Détruis, lui murmura la voix.

         Ses yeux s’illuminèrent, d’une lumière d’un bleu violet si vif qu’elle irradia la pièce. De ses mains, et sur tout son torse, des lignes lumineuses se mirent à courir, droit vers le centre. Son cœur fut bientôt enchainé de filaments lumineux.

         Détruis, répéta-t-elle.

         Un silence long d’une fraction d’une seconde s’abattit sur la salle, pesant de tout son vide sur les observateurs autour. La lumière s’intensifia.

         Le cœur implosa.

 

***

 

         La puissance de l’explosion, faite de pure magie, souffla la foule qui s’amassait autour de la scène. Bell, et même Vildoric, furent violement projeté à l’opposé l’un de l’autre, heurtant les murs avec violence.

         Un silence de mort pesa sur l’assemblée, qui se relevait doucement. La première debout fut Bell, toujours portée par l’adrénaline. Elle se précipita vers son adversaire, qui gisait assis contre le mur d’en face.

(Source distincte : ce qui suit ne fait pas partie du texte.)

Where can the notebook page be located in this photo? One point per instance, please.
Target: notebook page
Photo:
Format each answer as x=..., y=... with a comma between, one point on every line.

         L’homme était mal en point, son cœur vidé de toute énergie n’était qu’un tas de métal fumant. Il marmonna quelques mots, souriant à la yordle alors que la vie le quittait doucement.

 - Je veux mes réponses maintenant, grogna Bell entre ses dents. Dites-moi qui est avec vous.

 - La vache, t’es coriace, dit-il en riant entre deux soubresauts.

 - Parle, PARLE !

         Il détourna le regard, avant de s’éteindre doucement. Bell sentit les larmes lui monter aux yeux, elle avait tué cet homme, qui se refusait pourtant à la tuer.

         Une foule se rassembla, petit à petit. Les Ratels venaient constater la mort de leur meneur, et regarder la meurtrière. Cette petite chose aux grandes oreilles velues, qu’ils avaient eu l’ordre de capturer depuis des semaines, cette petite chose à moitié inconsciente.

         Des voix s’élevèrent, la foule s’écarta, pour laisser passer les nouveaux arrivants. Bell aperçut de grands cheveux violets s’agiter.

         Holly !

         La commandante l’aida à se relever, tentant de communiquer avec la jeune fille. Elles faisaient face à tout un groupe de Ratels, armés. Aucun n’osa bouger, personne ne dit un seul mot, ils venaient de voir leur chef respecté mourir, l’heure était au deuil.

 - Mon dieu Bell que s’est-il passé ici ? marmonna la piltovienne.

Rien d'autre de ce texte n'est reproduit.